Getting Data Science with R and ArcGIS

Shaun Walbridge

Marjean Pobuda

https://github.com/scw/r-devsummit-2017-talk

High Quality PDF (4MB)

Resources Section

Data Science

Data Science

  • A much-hyped phrase, but effectively is about the application of statistics and machine learning to real-world data, and developing formalized tools instead of one-off analyses. Combines diverse fields to solve problems.

Data Science

What’s a data scientist?

“A data scientist is someone who is better at statistics than any software engineer and better at software engineering than any statistician.”
  — Josh Wills

Data Science

Us geographic folks also rely on knowledge from multiple domains.
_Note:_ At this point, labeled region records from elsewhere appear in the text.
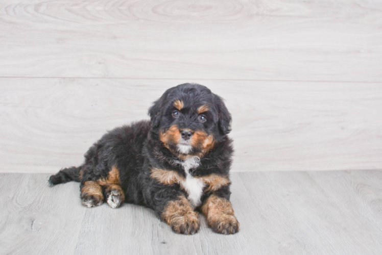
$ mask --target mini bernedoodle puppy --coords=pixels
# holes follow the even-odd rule
[[[80,182],[88,207],[106,201],[112,208],[124,202],[151,208],[177,233],[196,233],[199,211],[215,232],[237,232],[229,201],[231,118],[222,98],[203,86],[181,84],[149,114],[150,121],[107,133],[83,164],[61,170],[50,183]]]

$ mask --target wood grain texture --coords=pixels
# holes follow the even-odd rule
[[[82,206],[78,183],[0,174],[1,254],[379,254],[382,171],[234,173],[238,233],[174,233],[153,211]]]
[[[380,1],[9,0],[0,76],[382,82]]]
[[[225,99],[232,171],[382,169],[380,84],[193,81]],[[0,172],[79,165],[117,126],[186,80],[0,79]]]

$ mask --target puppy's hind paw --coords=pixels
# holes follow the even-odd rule
[[[120,187],[107,189],[105,193],[107,204],[112,208],[120,207],[125,201],[125,194]]]
[[[87,207],[98,207],[103,202],[101,198],[91,195],[86,195],[82,198],[82,205]]]

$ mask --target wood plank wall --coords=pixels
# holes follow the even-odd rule
[[[233,171],[382,169],[382,2],[0,2],[0,172],[79,165],[185,82],[226,99]]]

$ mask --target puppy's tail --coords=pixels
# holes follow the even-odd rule
[[[55,185],[60,183],[65,183],[74,181],[75,182],[81,181],[80,178],[80,171],[82,166],[79,167],[72,166],[68,168],[61,169],[56,174],[52,175],[49,178],[49,183],[51,185]]]

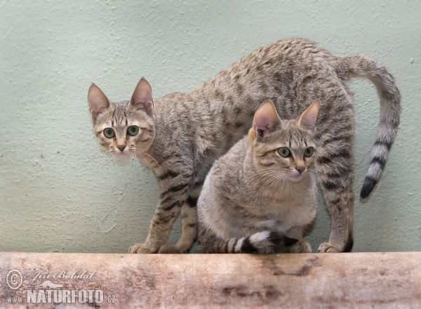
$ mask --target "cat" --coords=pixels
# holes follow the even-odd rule
[[[100,143],[117,157],[137,156],[153,169],[161,195],[144,244],[131,253],[189,252],[197,237],[197,199],[213,162],[247,134],[265,99],[293,119],[321,100],[314,140],[316,169],[332,221],[319,252],[349,251],[353,244],[352,143],[355,114],[345,82],[364,77],[380,100],[378,129],[361,197],[379,180],[397,132],[400,93],[381,63],[362,55],[335,55],[315,42],[289,39],[260,47],[188,93],[154,100],[141,79],[130,100],[111,103],[92,84],[88,102]],[[182,233],[166,244],[181,212]]]
[[[274,103],[256,111],[248,135],[218,159],[197,202],[201,253],[312,252],[303,228],[316,216],[320,101],[293,120],[281,120]],[[274,232],[298,242],[276,239]]]

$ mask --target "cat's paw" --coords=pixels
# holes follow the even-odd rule
[[[264,246],[263,248],[260,248],[258,252],[259,254],[273,254],[274,253],[274,246]]]
[[[158,251],[159,254],[188,254],[190,252],[189,247],[186,247],[183,246],[177,246],[166,244],[159,248],[159,251]]]
[[[324,253],[324,252],[342,252],[338,246],[335,246],[330,242],[323,242],[319,246],[319,252]]]
[[[312,246],[307,240],[300,240],[294,244],[287,246],[286,251],[290,254],[310,253]]]
[[[145,244],[135,244],[128,249],[129,254],[153,254],[154,253],[151,250],[149,246],[147,246]]]

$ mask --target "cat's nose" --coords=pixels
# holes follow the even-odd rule
[[[304,171],[304,170],[305,169],[305,167],[304,167],[304,166],[297,166],[297,167],[295,167],[295,169],[297,171],[298,171],[298,172],[300,173],[302,173]]]

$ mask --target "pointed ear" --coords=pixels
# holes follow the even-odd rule
[[[138,110],[143,110],[149,116],[152,116],[154,109],[152,88],[149,83],[143,77],[140,79],[136,86],[131,99],[130,99],[130,105]]]
[[[317,99],[305,110],[302,113],[295,118],[293,121],[297,126],[305,128],[312,133],[316,133],[316,120],[317,120],[317,114],[320,107],[320,100]]]
[[[94,122],[96,122],[99,114],[109,107],[110,105],[107,96],[95,84],[91,85],[88,91],[88,104],[91,116]]]
[[[276,112],[274,103],[265,100],[258,108],[253,120],[253,128],[255,136],[262,138],[282,126],[282,121]]]

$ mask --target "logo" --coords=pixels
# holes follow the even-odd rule
[[[6,275],[6,283],[12,289],[18,289],[23,282],[23,277],[22,272],[17,269],[13,269]]]
[[[105,295],[102,289],[74,289],[75,282],[69,282],[78,280],[77,283],[86,284],[95,272],[96,270],[88,272],[80,269],[73,272],[36,271],[32,275],[25,275],[24,282],[22,272],[12,269],[6,275],[6,282],[10,289],[16,291],[13,296],[6,296],[6,301],[15,303],[115,303],[115,295]],[[67,284],[70,284],[73,289],[66,289]]]

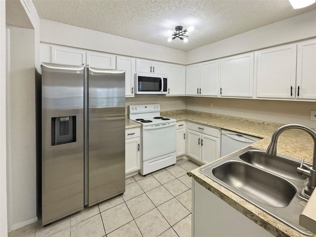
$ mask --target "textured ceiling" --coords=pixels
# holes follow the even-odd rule
[[[316,9],[287,0],[33,0],[40,18],[188,51]],[[189,42],[167,31],[194,26]]]

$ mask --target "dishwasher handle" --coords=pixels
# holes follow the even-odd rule
[[[227,137],[232,139],[238,141],[239,142],[244,142],[245,143],[253,143],[256,142],[256,141],[250,139],[249,138],[244,137],[242,135],[238,134],[228,134],[226,133],[222,133],[222,136],[227,136]],[[240,139],[241,138],[241,139]],[[245,140],[246,139],[246,140]]]

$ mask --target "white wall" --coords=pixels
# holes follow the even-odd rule
[[[9,232],[37,220],[35,85],[35,71],[40,68],[40,19],[32,1],[19,3],[34,29],[9,30],[6,55]],[[9,10],[7,14],[12,12]]]
[[[184,51],[40,20],[40,41],[116,54],[184,64]]]
[[[9,32],[8,222],[9,231],[37,220],[34,30]]]
[[[187,52],[186,64],[316,37],[316,10]]]
[[[0,236],[7,235],[5,81],[5,1],[0,1]]]
[[[188,110],[316,128],[316,121],[310,120],[310,111],[316,111],[315,102],[187,97],[186,105]]]

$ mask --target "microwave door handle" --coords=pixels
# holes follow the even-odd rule
[[[162,93],[163,91],[162,91],[163,90],[163,78],[161,78],[160,79],[161,81],[161,83],[160,83],[160,85],[161,87],[160,87],[160,91],[161,93]]]

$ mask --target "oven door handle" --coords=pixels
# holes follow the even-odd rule
[[[165,127],[171,127],[172,126],[175,126],[176,123],[170,123],[166,125],[159,125],[159,126],[144,126],[143,127],[143,130],[154,130],[159,129],[160,128],[164,128]]]

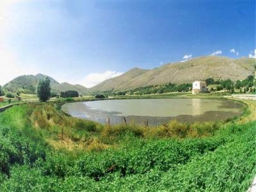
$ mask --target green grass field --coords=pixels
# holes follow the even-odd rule
[[[228,122],[102,125],[61,103],[0,113],[1,191],[246,191],[256,173],[255,102]]]

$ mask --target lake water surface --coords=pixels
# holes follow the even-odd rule
[[[111,124],[122,122],[150,125],[165,124],[176,119],[182,122],[223,120],[243,113],[243,105],[226,99],[142,99],[102,100],[68,103],[62,109],[76,117]]]

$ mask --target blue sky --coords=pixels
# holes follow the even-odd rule
[[[0,65],[92,86],[132,67],[255,57],[254,0],[1,0]]]

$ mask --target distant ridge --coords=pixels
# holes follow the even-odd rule
[[[127,82],[129,82],[148,71],[150,70],[135,67],[120,76],[107,79],[89,90],[90,92],[118,90],[124,87],[123,85]]]
[[[46,77],[48,77],[51,81],[51,86],[52,92],[61,92],[72,90],[77,91],[80,93],[84,93],[86,91],[86,88],[81,85],[73,85],[68,83],[60,84],[54,79],[42,74],[38,74],[36,76],[24,75],[19,76],[4,84],[3,87],[5,90],[11,92],[20,92],[35,93],[39,79],[44,79]]]
[[[202,56],[185,62],[168,63],[152,70],[138,68],[122,76],[106,80],[88,89],[90,92],[124,90],[166,83],[192,83],[195,80],[244,79],[254,75],[256,60],[241,58],[234,60],[222,56]]]

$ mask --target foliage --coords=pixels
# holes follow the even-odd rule
[[[148,86],[141,88],[136,88],[129,91],[130,94],[135,95],[145,95],[145,94],[154,94],[154,93],[164,93],[170,92],[186,92],[192,88],[192,84],[182,83],[182,84],[173,84],[167,83],[162,85]]]
[[[2,86],[0,85],[0,96],[3,96],[3,95],[4,95],[4,92]]]
[[[79,95],[78,94],[78,92],[77,91],[67,91],[65,92],[61,92],[60,93],[60,97],[78,97]]]
[[[245,191],[256,173],[255,120],[102,127],[44,104],[13,107],[0,125],[1,191]],[[50,147],[61,128],[63,145],[90,152]]]
[[[50,79],[40,79],[37,85],[37,96],[41,102],[46,102],[51,98]]]
[[[99,95],[96,95],[95,96],[95,97],[97,99],[102,99],[102,98],[105,98],[105,96],[102,94],[99,94]]]

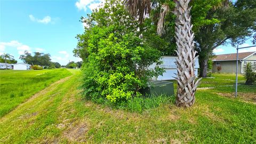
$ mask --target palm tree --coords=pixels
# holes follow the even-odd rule
[[[5,69],[7,69],[7,59],[13,59],[14,57],[9,53],[4,53],[1,55],[4,59],[5,62]]]
[[[176,79],[178,82],[178,92],[176,106],[189,107],[195,103],[196,87],[201,79],[196,81],[195,75],[195,61],[196,51],[194,50],[194,38],[192,31],[189,6],[190,0],[174,0],[175,7],[173,12],[176,15],[175,39],[177,45],[178,59],[176,61],[177,71]],[[156,5],[155,1],[150,0],[125,0],[126,9],[135,18],[141,22],[149,14],[151,6]],[[161,6],[161,11],[157,23],[157,33],[164,31],[164,17],[170,11],[167,4]]]

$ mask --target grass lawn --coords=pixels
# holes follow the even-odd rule
[[[0,70],[0,117],[50,84],[69,76],[65,69]]]
[[[196,103],[189,108],[169,103],[131,113],[83,99],[77,89],[81,72],[69,70],[71,77],[53,83],[0,118],[0,143],[256,142],[256,105],[219,94],[226,92],[217,88],[198,90]],[[214,74],[234,79],[220,75]],[[216,85],[208,79],[202,82]],[[243,86],[253,93],[253,87]]]

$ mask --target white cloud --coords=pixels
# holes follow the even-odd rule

We know that spatial is more than just an x and y column in a table, and how to get value out of this data.

Data Science Languages

  • Python (SciPy stack, Jupyter, scikit-learn, …)
  • C++ (Tensorflow, Shark, MLC++)
  • Java (Spark MLlib, Weka)
  • R (ML task view)
  • Many workflows require combining components from multiple environments.

Data Science Jobs

R4Stats, DS job report

.

  • Industry standard for package management in the data science context, built by Continuum Analtyics

  • Started with Python, but as shown in the R segment of the plenary, it can be used to support R, and hybrid workflows which connect multiple languages.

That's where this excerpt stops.